Re: [GSOC] [Proposal v1] Machine-Readable Repository Information Query Tool

[Date Prev][Date Next][Thread Prev][Thread Next][Date Index][Thread Index]

 



# Proposal for GSOC 2025 to Git
**Machine-Readable Repository Information Query Tool**

## Contact Details
* **Name**: K Jayatheerth
* **Email**: jayatheerthkulkarni2005@xxxxxxxxx
* **Blog**: [Blog](https://jayatheerthkulkarni.github.io/gsoc_blog/index.html)
* **GitHub**: [GitHub](https://github.com/jayatheerthkulkarni)

## Prerequisites & Experience


As part of the GSoC application prerequisites, I have engaged with the
Git community and initiated a microproject.

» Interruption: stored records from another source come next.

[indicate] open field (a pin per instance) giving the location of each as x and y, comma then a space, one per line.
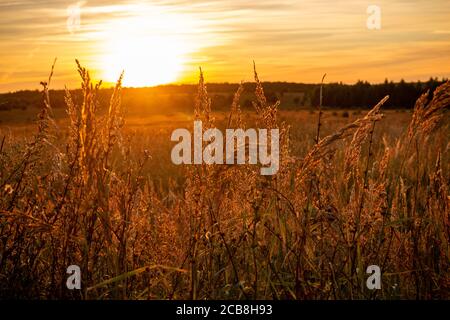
355, 188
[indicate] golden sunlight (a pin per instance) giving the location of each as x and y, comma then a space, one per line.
149, 46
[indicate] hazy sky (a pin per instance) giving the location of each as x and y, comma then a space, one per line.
166, 40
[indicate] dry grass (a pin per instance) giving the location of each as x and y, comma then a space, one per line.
93, 192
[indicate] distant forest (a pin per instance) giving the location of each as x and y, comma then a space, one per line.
171, 98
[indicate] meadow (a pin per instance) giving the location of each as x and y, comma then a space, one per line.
97, 188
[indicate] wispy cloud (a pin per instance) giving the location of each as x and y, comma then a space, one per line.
290, 40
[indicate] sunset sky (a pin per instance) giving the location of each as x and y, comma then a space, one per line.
166, 41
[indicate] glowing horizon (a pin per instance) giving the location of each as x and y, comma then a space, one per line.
165, 41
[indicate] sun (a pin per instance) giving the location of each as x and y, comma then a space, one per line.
148, 47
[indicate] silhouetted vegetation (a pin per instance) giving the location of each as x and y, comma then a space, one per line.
180, 98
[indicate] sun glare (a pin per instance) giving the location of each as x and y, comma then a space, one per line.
148, 46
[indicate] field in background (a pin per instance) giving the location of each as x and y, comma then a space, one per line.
98, 189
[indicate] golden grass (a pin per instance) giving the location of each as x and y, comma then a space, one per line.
355, 191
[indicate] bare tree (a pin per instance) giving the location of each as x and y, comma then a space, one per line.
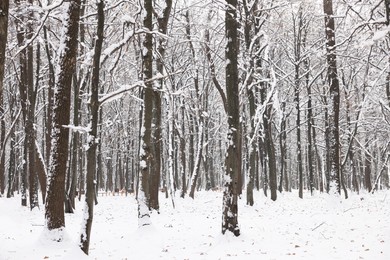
92, 134
4, 7
233, 157
334, 89
54, 207
146, 156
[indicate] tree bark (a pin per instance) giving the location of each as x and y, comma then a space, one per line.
146, 159
4, 7
54, 208
334, 89
92, 134
232, 176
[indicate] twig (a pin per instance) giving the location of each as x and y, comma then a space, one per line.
318, 226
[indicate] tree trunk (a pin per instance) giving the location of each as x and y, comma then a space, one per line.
54, 208
146, 160
4, 7
233, 157
93, 140
334, 89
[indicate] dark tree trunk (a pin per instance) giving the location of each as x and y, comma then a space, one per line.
54, 208
146, 160
233, 158
92, 134
4, 7
334, 90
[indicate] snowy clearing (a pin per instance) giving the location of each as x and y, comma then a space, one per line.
318, 227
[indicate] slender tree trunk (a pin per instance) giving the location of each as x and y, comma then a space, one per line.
4, 7
334, 89
54, 208
146, 161
93, 140
233, 157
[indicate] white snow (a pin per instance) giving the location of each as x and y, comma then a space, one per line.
290, 228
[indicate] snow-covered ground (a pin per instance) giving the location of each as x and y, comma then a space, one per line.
318, 227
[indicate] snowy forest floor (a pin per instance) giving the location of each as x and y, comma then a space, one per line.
317, 227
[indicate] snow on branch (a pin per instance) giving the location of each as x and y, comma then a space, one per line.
119, 92
47, 10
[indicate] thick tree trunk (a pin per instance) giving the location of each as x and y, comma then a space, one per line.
54, 208
4, 7
92, 134
233, 158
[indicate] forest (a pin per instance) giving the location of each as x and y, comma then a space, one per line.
165, 99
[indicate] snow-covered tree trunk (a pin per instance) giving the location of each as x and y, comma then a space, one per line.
4, 7
334, 90
145, 152
233, 157
54, 208
92, 134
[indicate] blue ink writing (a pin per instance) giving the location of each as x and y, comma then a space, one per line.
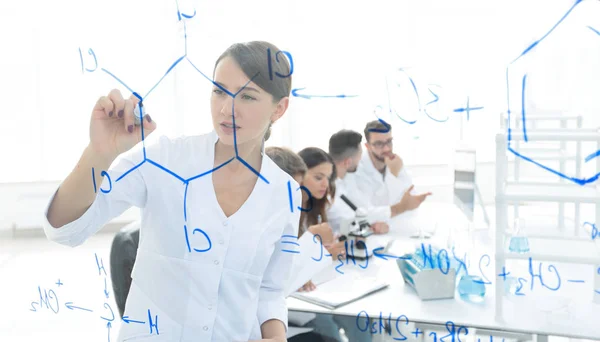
285, 240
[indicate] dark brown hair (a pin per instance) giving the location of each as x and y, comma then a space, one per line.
344, 144
262, 62
287, 160
312, 157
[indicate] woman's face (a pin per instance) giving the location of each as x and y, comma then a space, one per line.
252, 107
317, 179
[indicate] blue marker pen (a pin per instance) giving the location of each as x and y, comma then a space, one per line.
136, 114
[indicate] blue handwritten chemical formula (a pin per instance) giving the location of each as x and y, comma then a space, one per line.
47, 301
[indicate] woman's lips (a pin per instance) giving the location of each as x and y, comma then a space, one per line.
228, 130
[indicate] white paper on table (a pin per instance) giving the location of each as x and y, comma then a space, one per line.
299, 318
293, 331
342, 290
305, 267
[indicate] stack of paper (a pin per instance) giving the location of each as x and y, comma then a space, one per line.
342, 290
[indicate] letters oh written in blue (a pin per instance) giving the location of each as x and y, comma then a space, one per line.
200, 231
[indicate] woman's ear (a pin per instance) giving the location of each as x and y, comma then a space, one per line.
280, 109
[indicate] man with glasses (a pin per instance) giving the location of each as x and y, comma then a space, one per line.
363, 179
381, 176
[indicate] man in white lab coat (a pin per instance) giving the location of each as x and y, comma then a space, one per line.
363, 185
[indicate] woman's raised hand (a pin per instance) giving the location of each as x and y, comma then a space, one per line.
112, 128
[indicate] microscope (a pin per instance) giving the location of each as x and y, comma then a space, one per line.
357, 230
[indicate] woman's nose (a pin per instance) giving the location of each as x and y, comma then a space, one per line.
227, 106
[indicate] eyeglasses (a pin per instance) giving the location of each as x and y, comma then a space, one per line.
382, 144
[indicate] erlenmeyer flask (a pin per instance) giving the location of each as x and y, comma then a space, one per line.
519, 243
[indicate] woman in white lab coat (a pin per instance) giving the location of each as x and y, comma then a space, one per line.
320, 181
214, 209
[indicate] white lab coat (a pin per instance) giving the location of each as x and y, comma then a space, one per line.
380, 189
310, 261
196, 289
340, 212
367, 188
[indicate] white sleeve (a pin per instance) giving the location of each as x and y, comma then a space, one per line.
276, 278
397, 186
358, 193
124, 187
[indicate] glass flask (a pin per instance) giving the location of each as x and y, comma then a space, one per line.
471, 288
519, 243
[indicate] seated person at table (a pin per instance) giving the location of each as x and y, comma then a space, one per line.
320, 182
345, 150
293, 165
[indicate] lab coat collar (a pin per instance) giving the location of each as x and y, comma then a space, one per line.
266, 166
367, 165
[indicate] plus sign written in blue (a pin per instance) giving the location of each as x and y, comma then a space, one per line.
467, 109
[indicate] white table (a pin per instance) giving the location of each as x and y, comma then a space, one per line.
520, 316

This involved **updating
documentation for `MyFirstContribution.adoc` and update it with modern
codebase**, providing valuable experience with Git's codebase
structure (documentation files), the contribution workflow (patch
submission using `git send-email`, addressing feedback across
versions), and communication via the mailing list.

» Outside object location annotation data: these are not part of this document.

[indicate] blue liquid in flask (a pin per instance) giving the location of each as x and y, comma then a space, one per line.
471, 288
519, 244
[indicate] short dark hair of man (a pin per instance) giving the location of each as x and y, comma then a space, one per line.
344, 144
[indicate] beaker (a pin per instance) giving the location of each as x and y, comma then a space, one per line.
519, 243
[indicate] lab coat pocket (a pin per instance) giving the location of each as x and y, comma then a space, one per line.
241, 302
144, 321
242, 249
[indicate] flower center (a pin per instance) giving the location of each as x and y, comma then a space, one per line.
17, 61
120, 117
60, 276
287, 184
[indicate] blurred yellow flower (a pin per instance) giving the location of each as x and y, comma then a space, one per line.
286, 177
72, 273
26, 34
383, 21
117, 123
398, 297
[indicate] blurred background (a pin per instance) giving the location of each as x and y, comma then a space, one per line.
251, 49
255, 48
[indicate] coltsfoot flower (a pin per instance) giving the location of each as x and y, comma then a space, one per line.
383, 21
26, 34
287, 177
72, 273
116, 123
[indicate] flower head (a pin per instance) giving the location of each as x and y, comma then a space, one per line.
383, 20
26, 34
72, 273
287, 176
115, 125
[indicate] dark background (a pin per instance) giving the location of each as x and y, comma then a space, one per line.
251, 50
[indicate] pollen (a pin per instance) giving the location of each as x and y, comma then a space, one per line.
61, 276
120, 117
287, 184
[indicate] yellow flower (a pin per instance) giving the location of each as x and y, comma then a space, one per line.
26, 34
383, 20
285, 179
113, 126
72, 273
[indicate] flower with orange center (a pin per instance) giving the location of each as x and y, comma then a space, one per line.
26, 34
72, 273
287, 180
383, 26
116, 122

* **Microproject Status:** v4 submitted, incorporating feedback,
awaiting further review.
* **Microproject Patch Series:** [Main mail
thread](https://lore.kernel.org/git/xmqqa59evffd.fsf@gitster.g/T/#t)
(Link to the most relevant thread demonstrating interaction and
successful patch refinement)
* **Initial Patch:** [First
Patch](https://lore.kernel.org/git/20250312081534.75536-1-jayatheerthkulkarni2005@xxxxxxxxx/t/#u)
* **Mailing List Introduction:** [First
Mail](https://lore.kernel.org/git/CA+rGoLc69R8qgbkYQiKoc2uweDwD10mxZXYFSY8xFs5eKSRVkA@xxxxxxxxxxxxxx/t/#u)
* **Blog:** My GSoC blog details these interactions:
[Blog](https://jayatheerthkulkarni.github.io/gsoc_blog/index.html)

## **Synopsis**

This project focuses on **refactoring Git by creating a dedicated
command (tentatively named `git info`, subject to further discussion)
to house the low-level repository, path, and format-related query
options currently misplaced under the "OPTIONS FOR FILES" section of
`git-rev-parse(1)`**. This new command, potentially using a subcommand
structure (e.g., `git info path`, `git info repo`), will provide a
more logical and maintainable location for this functionality. This
allows `git rev-parse` to better focus on its core purpose of parsing
revisions, ultimately improving Git's internal organization and
command structure clarity by offering a **cleaner interface** for
these specific queries.

## **Benefits to the Community**

### **1. Improves `git rev-parse` Clarity and Maintainability**
- `git rev-parse` has accumulated various options unrelated to its
primary purpose of parsing revisions, particularly those for querying
low-level repository state and paths.
- This project **directly addresses this issue** by migrating these
options to a dedicated, purpose-built command, making `git rev-parse`
cleaner and easier to understand and maintain.
- Provides a **clearer separation of concerns** within Git's command suite.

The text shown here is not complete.